Magic Mirror: True Reflection?

OK peeps – here’s a self-portrait of a defiant Claude Cahun dressed as an elderly lady with a Nazi badge between her teeth. Why? Because she was arrested and charged with distributing anti-Nazi propaganda by German officers on the occupied island of Jersey where Claude (nee Lucy Schwob – see what’s going on here?) had lived with her partner Suzanne Malherbe since 1937.

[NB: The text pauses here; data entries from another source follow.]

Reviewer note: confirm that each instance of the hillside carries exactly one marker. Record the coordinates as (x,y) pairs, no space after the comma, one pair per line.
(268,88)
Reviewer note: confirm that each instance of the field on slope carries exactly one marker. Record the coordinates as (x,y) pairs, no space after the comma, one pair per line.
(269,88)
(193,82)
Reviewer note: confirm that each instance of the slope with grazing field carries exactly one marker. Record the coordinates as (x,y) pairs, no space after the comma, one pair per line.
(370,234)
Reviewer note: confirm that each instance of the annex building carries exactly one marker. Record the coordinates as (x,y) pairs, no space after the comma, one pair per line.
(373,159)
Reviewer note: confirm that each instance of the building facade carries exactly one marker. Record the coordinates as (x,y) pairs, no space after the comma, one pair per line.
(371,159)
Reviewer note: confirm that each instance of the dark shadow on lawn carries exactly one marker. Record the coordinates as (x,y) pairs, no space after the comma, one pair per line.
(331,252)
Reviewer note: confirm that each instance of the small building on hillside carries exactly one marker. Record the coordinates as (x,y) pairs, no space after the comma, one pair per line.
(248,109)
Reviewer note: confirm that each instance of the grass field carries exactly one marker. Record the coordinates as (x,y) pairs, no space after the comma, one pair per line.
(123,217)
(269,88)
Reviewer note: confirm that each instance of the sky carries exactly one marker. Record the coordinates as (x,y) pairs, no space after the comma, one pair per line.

Not everything is always what it seems.

For life a little less ordinary, perhaps we could draw your attention to the Nunnery Gallery‘s upcoming presentation of Magic Mirror – a major free exhibition of work by French Surrealist artist Claude Cahun and filmmaker Sarah Pucill.

 

Magic Mirror - Nunnery Gallery

Magic Mirror – Nunnery Gallery

Sarah Pucill’s strangely beguiling film Magic Mirror combines a re-staging of Cahun’s black and white photographs with selected extracts from her book Aveux Non Avenus (Confessions Denied). Exploring the longstanding relationship between photography and film Pucill moves Cahun’s work from still to moving image and repositions Cahun within a post-modern context with gender, self and identity at the centre of discourse.

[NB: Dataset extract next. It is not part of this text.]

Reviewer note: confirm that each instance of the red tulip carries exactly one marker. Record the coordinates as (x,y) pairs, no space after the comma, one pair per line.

Curated by Karen Le Roy Harris the exhibition runs from 17 April – 14 June 2015, to coincide with Jersey Heritage’s landmark retrospective of Cahun and Marcel Moore. Many of the works on view will be shown in London for the first time.

Called ‘one of the most curious spirits of our time’ Cahun used her subversive avant-garde art practice as a form of resistance in Nazi occupied Jersey during WW2.  Cahun continually challenged social conformities. Known for her writings she published articles in journals and in 1929 translated Havelock Ellis’ theories on the third gender, which forms part of the gender neutral position Cahun took. ‘Masculine? Feminine? But it depends on the situation. Neuter is the only gender that always suits me’ (Claude Cahun). Cahun positioned herself as a surrealist but was not part of the official surrealist group, as many women were not. She was part of the Théâtre Esoterique and this element of staging and masquerade are carried through to her work. Cahun paved the way and was precursor to the next wave of female artists and photographers such as Francesca Woodman and Cindy Sherman, whose work also references gender identity, surrealism, fashion photography and tableaux vivants.

A large number of Cahun’s works created throughout her non-conformist life will be on show.

I’m a non-conformist too (if that’s alright by you).